Ora però devo calmarmi, devo aspettare con calma che tutto passi, anche le briciole di festa. Un buon aspirapolvere le trasporterà altrove, e se saranno audaci potranno raccontare di noi, anzi di Loro, perché è di Loro che si parla, di chi lascia impronte senza sbavature, nette e nitide come uno stampino nella sabbia, quando è bagnata però. Io invece sarò sabbia asciutta, passata al setaccio del tempo, macinata da un macchinario difettoso, una manciata grossa e una fina, un ricordo insopportabile e un delirio confortevole, un passato evaporato in quella camera mortuaria e un futuro impossibile da costruire con le macerie che restano di me. Ho provato tanto ad amalgamarle, e magari da quando sei qui ci stai provando anche tu, ma l’impasto non lievita, e chiunque scuote la testa davanti ad un sufflè malriuscito.
Per fortuna i dolci li porteranno Loro, Loro che custodiscono sotto chiave formule misteriose per impacchettare felicità allo stato solido, rinchiudere in soffitta il tormento più liquido dell’acqua che scende da un nevaio e far scomparire in aria il rancore come un gas puzzolente.
Io no. Ma tu lo sai. Anche se è da poco che ti avventuri nei miei vicoli bui e tappezzati di memorie oscenamente felici sai che non ho voglia di adeguarmi alla logica di chi sa vivere. No, al massimo posso far finta, come facevo quando dovevamo andare a cena da tua madre, posso indossare un bel vestito e rinunciare a me stessa e alla mia anima. Sì, è deciso, giocherò con loro e li farò felici. Metterò un bel vestito rosso e lascerò che mi augurino Buon Natale di tutto cuore. Certo che lo farò, lo farò. E metterò anche dei fiori nei vasi, fiori nei vasi, sì. Già immagino la loro sorpresa. Sei anche tu impaziente di vedermi all’opera? Bene, comincerò dai tulipani, tulipani colorati che aspettano di essere sistemati con cura e grazia. Come chiunque del resto, perché chiunque possa scegliere sceglierà di essere trattato con cura e con grazia. Quella cura e quella grazia con cui mi hai avvolto come in un manto di velluto, ma che ora si sono trasformate in rovi ardenti , quella cura e quella grazia che prometteva amore e adesso esige solo rabbia.
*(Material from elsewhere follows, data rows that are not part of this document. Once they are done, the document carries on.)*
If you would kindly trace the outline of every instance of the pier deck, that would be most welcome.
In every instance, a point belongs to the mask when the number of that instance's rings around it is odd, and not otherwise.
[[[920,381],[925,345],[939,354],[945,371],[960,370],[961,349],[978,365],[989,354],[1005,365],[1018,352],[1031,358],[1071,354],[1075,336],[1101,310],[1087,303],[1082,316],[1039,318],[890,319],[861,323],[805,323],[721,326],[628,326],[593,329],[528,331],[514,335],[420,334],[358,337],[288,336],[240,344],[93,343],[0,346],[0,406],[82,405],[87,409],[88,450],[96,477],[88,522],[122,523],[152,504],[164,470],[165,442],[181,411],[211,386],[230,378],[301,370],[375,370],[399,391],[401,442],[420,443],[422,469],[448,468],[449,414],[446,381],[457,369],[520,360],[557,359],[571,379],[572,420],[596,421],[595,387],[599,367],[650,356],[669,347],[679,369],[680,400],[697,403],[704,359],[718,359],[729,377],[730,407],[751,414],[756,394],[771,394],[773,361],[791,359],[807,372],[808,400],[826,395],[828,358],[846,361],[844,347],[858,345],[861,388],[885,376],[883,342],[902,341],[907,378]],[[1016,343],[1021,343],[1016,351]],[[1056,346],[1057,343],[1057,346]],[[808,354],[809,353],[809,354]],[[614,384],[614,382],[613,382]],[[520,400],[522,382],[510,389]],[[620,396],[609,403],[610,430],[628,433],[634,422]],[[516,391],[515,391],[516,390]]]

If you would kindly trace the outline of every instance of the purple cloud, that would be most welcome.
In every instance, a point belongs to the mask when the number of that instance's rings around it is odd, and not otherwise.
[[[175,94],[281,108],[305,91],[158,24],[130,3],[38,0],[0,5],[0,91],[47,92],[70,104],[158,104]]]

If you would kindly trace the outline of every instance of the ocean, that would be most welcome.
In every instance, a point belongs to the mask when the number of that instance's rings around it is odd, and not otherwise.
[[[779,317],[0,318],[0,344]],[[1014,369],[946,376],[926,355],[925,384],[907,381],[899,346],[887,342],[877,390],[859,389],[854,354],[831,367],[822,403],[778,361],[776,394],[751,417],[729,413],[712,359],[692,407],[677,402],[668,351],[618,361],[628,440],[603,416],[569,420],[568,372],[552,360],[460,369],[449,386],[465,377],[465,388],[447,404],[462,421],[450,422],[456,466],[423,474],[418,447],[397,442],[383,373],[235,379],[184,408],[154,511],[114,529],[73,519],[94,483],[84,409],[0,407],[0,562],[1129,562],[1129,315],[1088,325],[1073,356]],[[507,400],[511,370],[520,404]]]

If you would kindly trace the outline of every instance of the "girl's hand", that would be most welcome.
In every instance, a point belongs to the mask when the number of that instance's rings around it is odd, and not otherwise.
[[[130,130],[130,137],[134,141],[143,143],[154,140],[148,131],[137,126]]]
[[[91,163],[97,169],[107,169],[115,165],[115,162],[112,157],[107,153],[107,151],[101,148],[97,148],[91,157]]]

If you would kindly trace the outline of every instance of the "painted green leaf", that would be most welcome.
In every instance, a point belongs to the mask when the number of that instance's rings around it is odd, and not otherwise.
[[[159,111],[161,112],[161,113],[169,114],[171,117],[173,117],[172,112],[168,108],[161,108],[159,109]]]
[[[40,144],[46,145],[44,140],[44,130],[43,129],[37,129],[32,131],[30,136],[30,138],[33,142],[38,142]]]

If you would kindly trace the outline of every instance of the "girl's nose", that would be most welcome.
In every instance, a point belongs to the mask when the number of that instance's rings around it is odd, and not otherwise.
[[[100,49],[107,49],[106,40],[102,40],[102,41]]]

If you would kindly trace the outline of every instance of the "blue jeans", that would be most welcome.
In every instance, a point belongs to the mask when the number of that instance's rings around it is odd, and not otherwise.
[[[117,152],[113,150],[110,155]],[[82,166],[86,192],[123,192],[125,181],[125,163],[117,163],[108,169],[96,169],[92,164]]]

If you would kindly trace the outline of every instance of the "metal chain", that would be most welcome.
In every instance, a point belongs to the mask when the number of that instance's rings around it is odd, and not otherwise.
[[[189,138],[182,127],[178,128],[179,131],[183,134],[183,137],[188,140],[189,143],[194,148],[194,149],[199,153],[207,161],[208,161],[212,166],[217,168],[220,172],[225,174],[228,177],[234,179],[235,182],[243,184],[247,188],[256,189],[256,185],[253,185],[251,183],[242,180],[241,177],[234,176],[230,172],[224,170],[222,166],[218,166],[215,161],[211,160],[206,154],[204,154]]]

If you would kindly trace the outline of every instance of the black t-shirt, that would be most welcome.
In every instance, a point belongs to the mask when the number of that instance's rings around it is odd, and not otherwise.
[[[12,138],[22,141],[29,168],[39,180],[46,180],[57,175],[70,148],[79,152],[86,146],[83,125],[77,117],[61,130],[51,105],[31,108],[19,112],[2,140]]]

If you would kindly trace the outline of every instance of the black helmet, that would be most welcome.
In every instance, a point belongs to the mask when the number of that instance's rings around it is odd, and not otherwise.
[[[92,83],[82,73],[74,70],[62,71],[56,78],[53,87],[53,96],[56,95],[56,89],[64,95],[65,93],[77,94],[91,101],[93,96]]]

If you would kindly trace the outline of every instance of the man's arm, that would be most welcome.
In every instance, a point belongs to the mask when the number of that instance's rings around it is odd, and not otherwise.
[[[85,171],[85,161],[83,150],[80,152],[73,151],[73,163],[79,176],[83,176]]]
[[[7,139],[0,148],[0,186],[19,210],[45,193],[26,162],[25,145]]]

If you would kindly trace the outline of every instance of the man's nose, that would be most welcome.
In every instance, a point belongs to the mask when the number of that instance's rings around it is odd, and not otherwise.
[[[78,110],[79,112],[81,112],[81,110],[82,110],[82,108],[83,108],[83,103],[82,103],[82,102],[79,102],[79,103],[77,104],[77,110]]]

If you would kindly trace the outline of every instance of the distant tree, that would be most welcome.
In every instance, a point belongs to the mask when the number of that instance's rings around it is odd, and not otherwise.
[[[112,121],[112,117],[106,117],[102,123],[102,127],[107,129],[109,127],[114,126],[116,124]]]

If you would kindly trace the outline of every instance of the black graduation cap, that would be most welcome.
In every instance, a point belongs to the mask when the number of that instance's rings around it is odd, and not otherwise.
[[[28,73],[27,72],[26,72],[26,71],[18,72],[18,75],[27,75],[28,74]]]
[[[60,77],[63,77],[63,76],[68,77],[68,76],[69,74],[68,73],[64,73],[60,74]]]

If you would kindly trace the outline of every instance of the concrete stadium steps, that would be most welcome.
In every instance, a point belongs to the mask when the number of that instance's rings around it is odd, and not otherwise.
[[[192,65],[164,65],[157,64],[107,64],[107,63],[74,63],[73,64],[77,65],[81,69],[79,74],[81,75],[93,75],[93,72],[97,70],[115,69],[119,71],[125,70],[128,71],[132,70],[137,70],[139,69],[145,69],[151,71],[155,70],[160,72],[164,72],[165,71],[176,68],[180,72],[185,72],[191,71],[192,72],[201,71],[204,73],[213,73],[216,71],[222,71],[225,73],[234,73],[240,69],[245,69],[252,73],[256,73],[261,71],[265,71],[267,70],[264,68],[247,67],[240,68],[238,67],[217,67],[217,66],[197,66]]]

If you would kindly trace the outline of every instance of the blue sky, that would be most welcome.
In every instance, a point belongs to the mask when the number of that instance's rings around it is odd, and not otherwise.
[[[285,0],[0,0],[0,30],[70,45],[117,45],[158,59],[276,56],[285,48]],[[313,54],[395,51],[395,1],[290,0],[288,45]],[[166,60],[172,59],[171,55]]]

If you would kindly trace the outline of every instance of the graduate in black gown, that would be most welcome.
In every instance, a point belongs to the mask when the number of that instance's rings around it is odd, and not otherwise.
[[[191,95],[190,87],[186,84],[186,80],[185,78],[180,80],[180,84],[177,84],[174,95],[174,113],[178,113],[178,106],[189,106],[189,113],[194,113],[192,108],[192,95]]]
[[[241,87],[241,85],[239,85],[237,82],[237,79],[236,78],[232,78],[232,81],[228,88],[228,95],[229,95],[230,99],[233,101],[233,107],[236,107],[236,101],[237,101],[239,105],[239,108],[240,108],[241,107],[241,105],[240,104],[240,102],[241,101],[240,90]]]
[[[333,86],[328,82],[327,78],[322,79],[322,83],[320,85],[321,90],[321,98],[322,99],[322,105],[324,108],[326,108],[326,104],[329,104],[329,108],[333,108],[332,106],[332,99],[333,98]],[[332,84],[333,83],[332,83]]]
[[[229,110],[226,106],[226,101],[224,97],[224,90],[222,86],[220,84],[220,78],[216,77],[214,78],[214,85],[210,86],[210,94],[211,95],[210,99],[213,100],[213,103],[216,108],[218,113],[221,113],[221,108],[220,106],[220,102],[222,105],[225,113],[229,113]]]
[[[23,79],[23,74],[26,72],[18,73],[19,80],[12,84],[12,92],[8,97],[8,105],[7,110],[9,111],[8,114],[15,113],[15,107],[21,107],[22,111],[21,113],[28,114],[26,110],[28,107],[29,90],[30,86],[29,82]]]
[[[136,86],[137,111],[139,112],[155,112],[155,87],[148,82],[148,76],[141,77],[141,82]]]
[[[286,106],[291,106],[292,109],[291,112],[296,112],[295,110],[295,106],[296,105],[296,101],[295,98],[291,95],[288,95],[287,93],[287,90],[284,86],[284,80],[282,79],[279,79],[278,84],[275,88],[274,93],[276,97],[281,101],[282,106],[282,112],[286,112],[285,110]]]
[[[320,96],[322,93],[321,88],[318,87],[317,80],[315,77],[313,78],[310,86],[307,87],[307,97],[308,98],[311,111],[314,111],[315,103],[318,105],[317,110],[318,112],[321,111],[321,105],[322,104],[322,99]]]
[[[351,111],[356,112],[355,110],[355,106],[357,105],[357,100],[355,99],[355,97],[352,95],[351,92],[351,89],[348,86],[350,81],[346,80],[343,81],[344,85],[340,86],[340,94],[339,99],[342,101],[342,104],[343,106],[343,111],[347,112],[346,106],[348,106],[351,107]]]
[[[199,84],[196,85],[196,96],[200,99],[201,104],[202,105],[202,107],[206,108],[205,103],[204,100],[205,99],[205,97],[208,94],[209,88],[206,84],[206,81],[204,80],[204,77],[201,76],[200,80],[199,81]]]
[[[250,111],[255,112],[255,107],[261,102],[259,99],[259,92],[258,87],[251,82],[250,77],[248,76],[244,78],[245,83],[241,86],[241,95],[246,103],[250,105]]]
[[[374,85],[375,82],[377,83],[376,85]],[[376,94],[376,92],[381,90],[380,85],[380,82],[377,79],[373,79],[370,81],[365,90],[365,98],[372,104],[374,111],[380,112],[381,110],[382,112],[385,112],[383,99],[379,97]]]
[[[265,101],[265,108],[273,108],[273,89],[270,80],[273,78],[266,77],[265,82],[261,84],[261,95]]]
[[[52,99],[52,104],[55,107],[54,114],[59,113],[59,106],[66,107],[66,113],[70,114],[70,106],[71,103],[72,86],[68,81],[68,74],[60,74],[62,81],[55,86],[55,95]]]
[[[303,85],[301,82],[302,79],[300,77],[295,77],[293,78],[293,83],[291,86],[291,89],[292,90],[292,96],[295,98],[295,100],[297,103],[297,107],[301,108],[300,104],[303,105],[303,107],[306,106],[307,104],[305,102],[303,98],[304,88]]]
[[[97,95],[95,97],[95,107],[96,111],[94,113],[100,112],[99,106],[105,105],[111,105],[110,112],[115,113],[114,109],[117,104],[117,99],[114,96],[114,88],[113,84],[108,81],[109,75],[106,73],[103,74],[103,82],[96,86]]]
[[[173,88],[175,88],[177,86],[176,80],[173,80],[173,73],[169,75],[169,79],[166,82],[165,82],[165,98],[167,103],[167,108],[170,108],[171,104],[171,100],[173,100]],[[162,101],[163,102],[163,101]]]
Sento il vento fischiare, state forse ridendo di me, tu e gli elementi, state forse divertendovi nel constatare che sono in balia di te se sto qui a tentare di convincerti della solidità della mia pazzia? Se è così accomodatevi pure, mi lascerò abbracciare dalle nuvole , straniere gonfie di paura che il vento spinge al largo, confuse le une con le altre. E mi farò trasformare in pioggia lieve , di quelle che non lasciano traccia se non nell’odore di terra bagnata.
Per ora cambio l’acqua ai fiori. Sì, ti sento mentre bisbigli “E sai che sforzo …” ma è davvero uno sforzo immane per chi come me dubita che i fiori esistano ancora. Mi chiedi come sia possibile e, nonostante l’evidente ingenuità delle tue parole, ti risponderò. Perché tu non sai quello che io invece ho mio malgrado scoperto. Ascolta: un fiore è appassito, senza avvertire. Un altro domani prenderà il suo posto. Senza chiedere permesso. E’ disumano. E’ come se un giorno mi fossi svegliata accanto a te e il giorno dopo accanto al tuo ricordo. Impossibile. Insopportabile. Per questo non posso fare affidamento sui fiori per la mia salvezza.